Harvesting and Storing

During drought, the method of harvesting and storing feed can become more important. When hay and forage prices are high, storage losses can steal a larger share of the feed nutrients you buy or harvest. Carefully cover alfalfa stacks with plastic if they are exposed to weather. Cover silages within 4 to 6 hours after filling to eliminate top spoilage.

Don't fail to review the alternative way of harvesting each crop that you plan to harvest. Your method of harvesting and storing in a drought period may change from what you would do in an average year when prices are not as high. One thing to consider might be putting up hay that is available in baleage. This is a higher moisture version of your regular hay. It is rolled at a higher moisture content and wrapped in groups or rows of bales or individually. Typically hay put up in this manner is more palatable and cows waste less. This is important if the overall hay supply is short to begin with.
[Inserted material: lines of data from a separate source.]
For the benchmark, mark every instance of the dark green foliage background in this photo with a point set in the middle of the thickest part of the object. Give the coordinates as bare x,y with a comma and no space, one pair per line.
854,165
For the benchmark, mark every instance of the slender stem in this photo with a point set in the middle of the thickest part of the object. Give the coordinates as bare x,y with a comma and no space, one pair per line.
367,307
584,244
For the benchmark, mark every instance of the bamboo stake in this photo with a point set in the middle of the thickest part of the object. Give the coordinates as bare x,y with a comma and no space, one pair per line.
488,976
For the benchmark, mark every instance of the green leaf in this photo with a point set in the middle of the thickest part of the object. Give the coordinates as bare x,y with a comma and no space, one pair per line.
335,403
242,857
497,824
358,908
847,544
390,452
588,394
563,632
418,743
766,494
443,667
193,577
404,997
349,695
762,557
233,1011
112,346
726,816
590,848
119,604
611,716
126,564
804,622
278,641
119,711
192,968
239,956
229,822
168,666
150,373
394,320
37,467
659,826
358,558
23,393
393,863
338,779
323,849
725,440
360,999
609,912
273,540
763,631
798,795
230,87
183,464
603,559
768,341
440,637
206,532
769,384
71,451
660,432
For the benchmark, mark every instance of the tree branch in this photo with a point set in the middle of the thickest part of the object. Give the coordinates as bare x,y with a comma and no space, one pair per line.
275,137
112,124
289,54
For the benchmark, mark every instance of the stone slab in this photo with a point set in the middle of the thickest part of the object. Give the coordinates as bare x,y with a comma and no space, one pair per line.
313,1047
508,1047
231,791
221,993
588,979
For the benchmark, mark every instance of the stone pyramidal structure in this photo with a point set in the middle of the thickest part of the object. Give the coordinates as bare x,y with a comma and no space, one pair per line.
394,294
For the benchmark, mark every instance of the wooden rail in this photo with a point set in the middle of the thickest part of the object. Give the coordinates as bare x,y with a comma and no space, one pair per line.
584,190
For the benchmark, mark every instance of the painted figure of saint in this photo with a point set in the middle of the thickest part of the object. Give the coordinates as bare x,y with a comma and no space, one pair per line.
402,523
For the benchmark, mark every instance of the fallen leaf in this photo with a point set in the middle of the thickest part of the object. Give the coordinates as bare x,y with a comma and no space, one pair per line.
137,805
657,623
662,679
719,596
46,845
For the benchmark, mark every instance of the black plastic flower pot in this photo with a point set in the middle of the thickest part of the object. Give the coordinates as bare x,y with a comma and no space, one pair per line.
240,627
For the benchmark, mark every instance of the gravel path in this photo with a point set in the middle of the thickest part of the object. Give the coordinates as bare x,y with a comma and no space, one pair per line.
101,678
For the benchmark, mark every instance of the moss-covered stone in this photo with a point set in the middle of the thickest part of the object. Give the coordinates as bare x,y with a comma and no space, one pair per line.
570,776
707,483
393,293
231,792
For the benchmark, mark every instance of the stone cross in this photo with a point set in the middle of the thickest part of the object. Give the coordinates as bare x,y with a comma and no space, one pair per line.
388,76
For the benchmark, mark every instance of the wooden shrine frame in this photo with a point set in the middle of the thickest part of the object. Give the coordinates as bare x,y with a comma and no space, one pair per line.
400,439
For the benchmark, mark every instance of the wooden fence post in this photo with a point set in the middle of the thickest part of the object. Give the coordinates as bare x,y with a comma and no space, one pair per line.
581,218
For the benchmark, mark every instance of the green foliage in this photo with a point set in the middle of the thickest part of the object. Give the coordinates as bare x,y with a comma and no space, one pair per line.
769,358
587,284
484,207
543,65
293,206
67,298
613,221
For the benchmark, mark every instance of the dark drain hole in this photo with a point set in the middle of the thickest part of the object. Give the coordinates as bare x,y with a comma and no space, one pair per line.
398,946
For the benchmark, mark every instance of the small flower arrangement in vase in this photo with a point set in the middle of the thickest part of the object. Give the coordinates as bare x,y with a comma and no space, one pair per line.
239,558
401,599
Substituting Grain for Hay

We know that wintering rations for cows and calves commonly are largely roughage. Substituting grain for roughage, however, may be economical depending upon availability and price relationships between the two. Drought often shifts the economics toward grain, because more energy per ton can be transported, compared to hay.

Depending upon the goals of a cow wintering or calf growing program, producers must determine how to provide an adequate ration at the least possible cost. To find this answer, the producer needs to know:

1. The animals' daily nutrient requirements.

2. The nutritive value of common feeds available.

3. The substitution value of available feeds in relation to the nutritive properties and cost.

Table 2 is a comparison of various grains with several common hays, based upon their energy value. On this basis, corn grain is worth 1.9 times as much as average quality prairie hay. Said another way, 1 pound of corn will replace 1.9 pounds of prairie hay in a wintering ration.

Table 3 compares the value of various grains per hundredweight with the cost per ton of hay. For example, if good quality alfalfa hay cost $80 per ton delivered, you could pay up to $6.80 for corn or $6.40 for barley delivered in a form ready to feed. If grain can be bought for less than the value indicated in Table 2, substituting grain for part of the roughage in the ration would be economical.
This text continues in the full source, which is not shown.